Les autres gnomes se massèrent pour mieux voir. Le panorama s’étendait effectivement sur des kilomètres. C’était son trait le plus horrible. Sur trois côtés, la carrière avait des parois rocailleuses, abruptes comme il le fallait, mais sur le dernier côté… Eh bien, il fallait s’habituer à ne pas regarder par là. Il y avait trop de rien, et on se sentait encore plus petit, plus vulnérable que d’habitude.

Si le sens du papier n’était pas clair, l’affaire s’annonçait sous des auspices inquiétants.

— La carrière est un trou dans le sol, fit observer Dorcas. On ne peut pas rouvrir un trou, sauf si on l’a bouché auparavant.
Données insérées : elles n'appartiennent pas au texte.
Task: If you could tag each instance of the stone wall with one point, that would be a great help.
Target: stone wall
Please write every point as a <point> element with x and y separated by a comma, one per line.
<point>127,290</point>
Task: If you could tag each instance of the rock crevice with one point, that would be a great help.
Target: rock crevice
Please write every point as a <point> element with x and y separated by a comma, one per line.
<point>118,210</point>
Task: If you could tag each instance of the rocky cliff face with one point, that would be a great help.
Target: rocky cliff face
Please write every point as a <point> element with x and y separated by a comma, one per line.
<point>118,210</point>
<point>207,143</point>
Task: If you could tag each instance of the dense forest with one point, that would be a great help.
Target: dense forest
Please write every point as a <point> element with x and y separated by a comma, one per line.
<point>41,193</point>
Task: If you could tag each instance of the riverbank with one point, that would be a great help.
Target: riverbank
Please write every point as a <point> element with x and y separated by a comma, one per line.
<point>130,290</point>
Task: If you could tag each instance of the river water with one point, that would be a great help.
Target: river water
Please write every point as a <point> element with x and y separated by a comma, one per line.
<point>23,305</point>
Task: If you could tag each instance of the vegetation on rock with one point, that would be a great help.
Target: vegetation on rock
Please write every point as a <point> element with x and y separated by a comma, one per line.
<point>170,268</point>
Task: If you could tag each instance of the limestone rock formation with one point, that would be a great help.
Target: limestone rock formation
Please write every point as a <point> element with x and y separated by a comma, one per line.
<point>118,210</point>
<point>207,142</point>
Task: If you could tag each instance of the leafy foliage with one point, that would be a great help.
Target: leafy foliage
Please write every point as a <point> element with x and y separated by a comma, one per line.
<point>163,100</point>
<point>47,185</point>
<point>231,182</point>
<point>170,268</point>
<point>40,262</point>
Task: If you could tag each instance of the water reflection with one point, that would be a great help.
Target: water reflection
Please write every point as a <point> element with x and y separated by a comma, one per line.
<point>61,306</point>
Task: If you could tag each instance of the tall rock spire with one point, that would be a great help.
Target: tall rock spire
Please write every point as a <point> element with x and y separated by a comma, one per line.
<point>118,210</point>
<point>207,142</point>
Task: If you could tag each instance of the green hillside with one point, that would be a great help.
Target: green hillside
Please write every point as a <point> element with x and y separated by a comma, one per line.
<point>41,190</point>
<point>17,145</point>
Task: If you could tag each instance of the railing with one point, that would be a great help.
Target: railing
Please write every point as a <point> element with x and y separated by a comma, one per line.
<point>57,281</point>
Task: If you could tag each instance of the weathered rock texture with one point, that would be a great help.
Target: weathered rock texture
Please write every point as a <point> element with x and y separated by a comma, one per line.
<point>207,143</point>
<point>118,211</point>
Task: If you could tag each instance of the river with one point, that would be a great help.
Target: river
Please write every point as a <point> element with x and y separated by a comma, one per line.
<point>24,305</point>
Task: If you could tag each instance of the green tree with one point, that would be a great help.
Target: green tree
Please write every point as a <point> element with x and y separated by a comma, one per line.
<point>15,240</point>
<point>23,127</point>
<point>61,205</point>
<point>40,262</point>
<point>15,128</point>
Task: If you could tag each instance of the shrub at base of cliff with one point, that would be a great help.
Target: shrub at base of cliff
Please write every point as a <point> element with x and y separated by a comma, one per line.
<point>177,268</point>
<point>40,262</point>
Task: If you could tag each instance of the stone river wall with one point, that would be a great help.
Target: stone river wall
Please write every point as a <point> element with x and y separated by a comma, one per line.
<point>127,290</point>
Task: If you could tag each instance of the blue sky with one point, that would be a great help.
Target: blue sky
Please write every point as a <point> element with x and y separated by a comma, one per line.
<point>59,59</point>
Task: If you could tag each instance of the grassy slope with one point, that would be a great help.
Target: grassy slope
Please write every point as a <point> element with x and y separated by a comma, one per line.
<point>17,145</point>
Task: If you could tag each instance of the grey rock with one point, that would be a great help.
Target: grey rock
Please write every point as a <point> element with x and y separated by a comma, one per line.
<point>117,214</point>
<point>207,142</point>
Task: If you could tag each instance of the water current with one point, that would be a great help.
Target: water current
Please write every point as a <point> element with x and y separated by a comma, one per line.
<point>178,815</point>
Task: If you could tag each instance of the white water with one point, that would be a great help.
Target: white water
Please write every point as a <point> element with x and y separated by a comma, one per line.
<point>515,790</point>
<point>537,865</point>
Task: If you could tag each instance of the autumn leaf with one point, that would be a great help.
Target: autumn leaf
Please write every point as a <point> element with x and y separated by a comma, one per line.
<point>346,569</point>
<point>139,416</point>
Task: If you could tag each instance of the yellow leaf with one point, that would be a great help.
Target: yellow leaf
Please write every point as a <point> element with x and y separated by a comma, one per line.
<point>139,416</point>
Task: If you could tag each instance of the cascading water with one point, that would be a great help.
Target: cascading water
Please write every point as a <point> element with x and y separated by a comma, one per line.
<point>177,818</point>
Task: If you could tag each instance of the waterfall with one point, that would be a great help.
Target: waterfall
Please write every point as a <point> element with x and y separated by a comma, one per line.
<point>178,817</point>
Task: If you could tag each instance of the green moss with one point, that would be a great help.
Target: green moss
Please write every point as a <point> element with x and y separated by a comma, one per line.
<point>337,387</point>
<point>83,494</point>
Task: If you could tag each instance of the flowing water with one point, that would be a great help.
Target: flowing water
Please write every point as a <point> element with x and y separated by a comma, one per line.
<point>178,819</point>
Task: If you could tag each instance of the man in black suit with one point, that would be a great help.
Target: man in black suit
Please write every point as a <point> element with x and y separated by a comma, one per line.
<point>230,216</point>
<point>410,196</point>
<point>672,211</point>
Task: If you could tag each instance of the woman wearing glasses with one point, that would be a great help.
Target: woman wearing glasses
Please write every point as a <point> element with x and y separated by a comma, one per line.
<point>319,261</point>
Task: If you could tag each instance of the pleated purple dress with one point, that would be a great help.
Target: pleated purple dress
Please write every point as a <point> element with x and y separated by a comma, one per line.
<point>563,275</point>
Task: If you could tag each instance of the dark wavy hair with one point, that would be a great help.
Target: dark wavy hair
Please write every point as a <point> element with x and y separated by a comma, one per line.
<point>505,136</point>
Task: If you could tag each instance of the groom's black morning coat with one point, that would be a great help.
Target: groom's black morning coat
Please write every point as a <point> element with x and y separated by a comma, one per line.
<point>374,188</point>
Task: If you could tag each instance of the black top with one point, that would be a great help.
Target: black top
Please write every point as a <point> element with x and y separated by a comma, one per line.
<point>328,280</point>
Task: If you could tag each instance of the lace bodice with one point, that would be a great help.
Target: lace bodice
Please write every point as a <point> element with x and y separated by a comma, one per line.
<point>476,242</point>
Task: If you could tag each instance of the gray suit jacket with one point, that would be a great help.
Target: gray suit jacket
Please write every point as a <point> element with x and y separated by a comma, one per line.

C’est la logique même.

— Une carrière est un endroit d’où on tire des pierres, intervint Grimma. Les humains font souvent ça. Ils creusent un trou et ils utilisent les pierres pour faire… euh… des routes, des choses dans ce genre.

— Tu as encore dû lire ça quelque part, je me trompe ? demanda Gurder sur un ton acide.

Il soupçonnait Grimma de n’avoir aucun respect pour l’autorité. Il trouvait également excessivement ennuyeux que, contrevenant à tous les handicaps de son sexe, elle sache mieux lire que lui.

— En fait, c’est bien le cas, répondit Grimma en secouant la tête.

— Mais tu vois quand même qu’il n’y a plus de pierres ici, Grimma ? intervint Masklinn sur un ton patient. C’est pour ça qu’il y a un trou.

— Judicieuse remarque, souligna sévèrement Gurder.

— Eh bien ! il va l’agrandir, ce trou explosa Grimma. Regarde les falaises, là-bas (obéissants, ils les contemplèrent), elles sont en pierre ! Et regarde ici (toutes les têtes pivotèrent vers son pied qui martelait furieusement le papier). Il dit que c’est pour une extension de la voie rapide ! C’est une route ! Il va agrandir la carrière ! Notre carrière ! Voilà ce que ça veut dire !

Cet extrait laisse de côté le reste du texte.